Democrats & Liberals Archives

Primary Color. BROWN

It’s been said that voters in primaries elections have more power to influence who is on the ticket much more than they do in the general election. Voting blocs can be based on age, economic status, and ethnicity among other divisions.

Who will get the votes cast by ethnic minorities this year? What is their potential for deciding the election? Is it more beneficial for them to play the spoiler or work with the two majority parties?

Will racial and ethnic minorities get their due or become part of the white male dominated power structure?

The politically motivated minority that’s getting the most buzz this silly season is the Latino population. If Fox News says so it must be true.

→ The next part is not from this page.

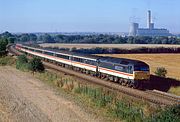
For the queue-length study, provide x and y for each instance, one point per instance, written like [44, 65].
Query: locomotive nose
[141, 75]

Their politics range from the ultra right wing, ex CIA agent, anti Castro, Cuban militants on the right to the labor movement of Cesar Chavez and the Catholic social justice activists on the left. Bush is liable to get jeers as much as cheers from Republican cheerleader, Leo LaCayo.

Latino influence is not only in the West and South. There are growing Spanish speaking communities in the Midwest, Great Lakes and Northeast. Hispanic votes could determine a shift in the regional political fortunes of many candidates.

Let’s not kid ourselves. Bush played to the growing elite in Texas. Just as he's doing as president. He’s loyal to the people who got him into politics, including Hispanics. He did well enough with them to win the majority of votes for governor. Most likely because of his exaggerated Texas background and 8th grade Spanish.

The moderate and well spoken Governor Bill Richardson of New Mexico is well aware of the power. VP rumors are connected with his name. Al Sharpton thinks it should be an automatic. Personally, I think Richardson's looking to 2008 for the top spot. Not Al Sharpton.

UPI reports that “The U.S. Census Bureau last week released figures showing that 38.8 million Hispanics now live in the United States, making them the largest minority group in nation. Blacks numbered 38.3 million in the survey, as of July 2002.”

Neither party can afford to ignore the Hispanic vote. Both parties must reach out. Howard Dean and Bob Kerry spoke at the National Council of La Raza gathering in Austin. Bush’s back yard. They don't want to repeat Bush's snub of the NAACP with the important Hispanic constituency.

Democrats cannot take either Hispanics or Republicans for granted and every major candidate is reaching out to Hispanics. Bob Kerry, supported by Henry Cisneros going to George Bush’s home state to seek support is good politics. The Democratic radio message of 7/12 is further proof Democrats are working hard to include Hispanics in their message.